Manifestation de soutien aux prisonniers palestiniens à Bethléem le 10 mars 2023 (photo Wafa)

Soutenant le récent pogrom des milices juives israéliennes fascistes contre les Palestiniens à Huwara, près de Naplouse, dans le territoire palestinien occupé, et incitant ouvertement au terrorisme d’État, Bezalel Smotrich, ministre de premier plan du gouvernement israélien, un « fasciste » autoproclamé, a déclaré : « Je pense que Huwara doit être effacé. C’est à l’État de le faire ».

Pourtant, le nouveau gouvernement israélien d’ultra-droite est le plus raciste, fondamentaliste, sexiste, corrompu, autoritaire et homophobe qui ait jamais existé – et sans masque.

Il constitue à la fois une escalade dans les politiques de colonisation et d’apartheid menées par Israël à l’encontre des autochtones palestiniens et un changement potentiellement radical dans ses vastes projets de « réformes » judiciaires, sociales et culturelles affectant la société juive israélienne et, très probablement, l’économie israélienne.

Cette situation confère aux défenseurs des droits des Palestiniens dans le monde entier, en particulier au sein du mouvement BDS, une responsabilité encore plus urgente et une opportunité sans précédent depuis 74 ans.

Les réactions féroces et radicales au sein de l’establishment politique, militaire et économique israélien, soutenues par une rhétorique plus ferme de la part des bailleurs de fonds occidentaux et anti-palestiniens d’Israël, de ceux qui les soutiennent et de ceux qui les défendent, créent des précédents qui peuvent potentiellement contribuer à exposer les fondements du régime israélien de colonialisme, d’apartheid et d’occupation militaire à des publics beaucoup plus larges à travers le monde.

Cependant, les opportunités à elles seules ne mènent pas au changement, mais fournissent seulement un terrain fertile pour celui-ci.

Le mouvement antiraciste BDS pour la liberté, la justice et l’égalité des Palestiniens, dirigé par la plus grande coalition palestinienne jamais formée, a la responsabilité particulière de repousser encore plus loin les limites en dénonçant le régime d’oppression d’Israël et en lui demandant des comptes, tout en analysant soigneusement, précisément et efficacement les réalités actuelles afin d’orienter notre campagne en faveur des droits de l’homme.

S’il y a jamais eu un moment pour sortir de nos zones de retrait et faire grandir notre mouvement intersectionnel et la pression BDS, c’est bien maintenant !

1. Introduction

Alors qu’il a publiquement soutenu le récent pogrom des milices fascistes juives-israéliennes contre les Palestiniens à Huwara, Smotrich n’est cependant pas le premier dirigeant israélien à afficher un soutien public ou à menacer d’actes génocidaires les autochtones palestiniens.

En 2008, le chef du parti travailliste Matan Vilnai a menacé les Palestiniens d’une « plus grande shoah [Holocauste] » si les groupes de résistance ne cessaient pas leurs représailles armées contre le siège criminel et les attaques violentes d’Israël à Gaza.

Une erreur récente des censeurs israéliens a accidentellement révélé des documents secrets exposant le soutien de David Ben Gourion à « l’anéantissement » des villages palestiniens pendant la Nakba de 1948, un ministre de son premier gouvernement admettant : « Disons que des viols ont eu lieu dans [la ville palestinienne nettoyée ethniquement] Ramle.
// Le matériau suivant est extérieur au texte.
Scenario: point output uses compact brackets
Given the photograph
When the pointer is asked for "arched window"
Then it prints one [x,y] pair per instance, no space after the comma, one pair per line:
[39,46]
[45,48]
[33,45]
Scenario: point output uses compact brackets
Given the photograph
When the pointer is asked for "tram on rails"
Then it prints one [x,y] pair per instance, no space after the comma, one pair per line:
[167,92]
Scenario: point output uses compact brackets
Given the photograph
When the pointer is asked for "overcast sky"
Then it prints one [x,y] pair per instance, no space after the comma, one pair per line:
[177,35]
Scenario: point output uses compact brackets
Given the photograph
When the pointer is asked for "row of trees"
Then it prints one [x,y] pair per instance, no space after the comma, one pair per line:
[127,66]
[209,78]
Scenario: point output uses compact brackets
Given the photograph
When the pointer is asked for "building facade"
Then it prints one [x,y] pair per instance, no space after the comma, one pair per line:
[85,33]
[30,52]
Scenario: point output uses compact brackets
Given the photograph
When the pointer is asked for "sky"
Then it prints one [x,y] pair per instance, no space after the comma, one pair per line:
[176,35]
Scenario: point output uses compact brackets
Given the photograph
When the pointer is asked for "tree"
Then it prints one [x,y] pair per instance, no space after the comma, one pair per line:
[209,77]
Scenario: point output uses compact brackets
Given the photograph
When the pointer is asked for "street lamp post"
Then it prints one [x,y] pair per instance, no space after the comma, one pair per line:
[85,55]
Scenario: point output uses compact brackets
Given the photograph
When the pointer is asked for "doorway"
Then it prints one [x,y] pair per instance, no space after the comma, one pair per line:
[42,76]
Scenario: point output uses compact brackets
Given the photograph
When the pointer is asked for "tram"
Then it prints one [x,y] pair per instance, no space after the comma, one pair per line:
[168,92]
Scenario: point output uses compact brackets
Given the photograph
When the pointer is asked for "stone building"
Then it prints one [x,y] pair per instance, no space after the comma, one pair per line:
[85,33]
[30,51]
Je peux pardonner les cas de viol, mais je ne pardonnerai pas d’autres actes », tels que le retrait forcé des « bijoux des femmes ».

Nous assistons à rien de moins qu’une reconfiguration du projet sioniste de colonisation. Cela donne aux défenseurs des droits des Palestiniens dans le monde entier, en particulier au sein du mouvement BDS, une responsabilité encore plus pressante et une opportunité sans précédent depuis 74 ans.

Nous devons encore maximiser nos efforts de construction de mouvements moralement cohérents et stratégiques afin de disposer d’un pouvoir populaire suffisant pour réaliser un changement qualitatif en exposant le vrai visage du régime d’oppression d’Israël et en lui demandant des comptes, en tant que contribution à la lutte de libération palestinienne.

Voici une analyse des principaux changements survenus dans la société israélienne et de leur impact potentiel sur la lutte pour la libération de la Palestine en général et sur le mouvement BDS en particulier.

2. Différences en nature ou en degré ?

Ce gouvernement israélien d’extrême droite constitue à la fois :

  • (a) une différence de degré par rapport aux indigènes palestiniens, car il n’est qu’une continuation plus fanatique et non masquée du régime israélien de colonialisme et d’apartheid, vieux de 74 ans [1], et
  • (b) une différence de nature par rapport à la société coloniale israélienne, qui est la plus corrompue, la plus autoritaire, la plus fondamentaliste, la plus sexiste et la plus homophobe qui soit.

Là où les projets de ce gouvernement diffèrent en nature, c’est dans les politiques sociales, culturelles et judiciaires qui affectent principalement la société juive-israélienne, où la corruption et le populisme jouent un rôle sans précédent dans l’orientation d’un changement radical de gouvernance.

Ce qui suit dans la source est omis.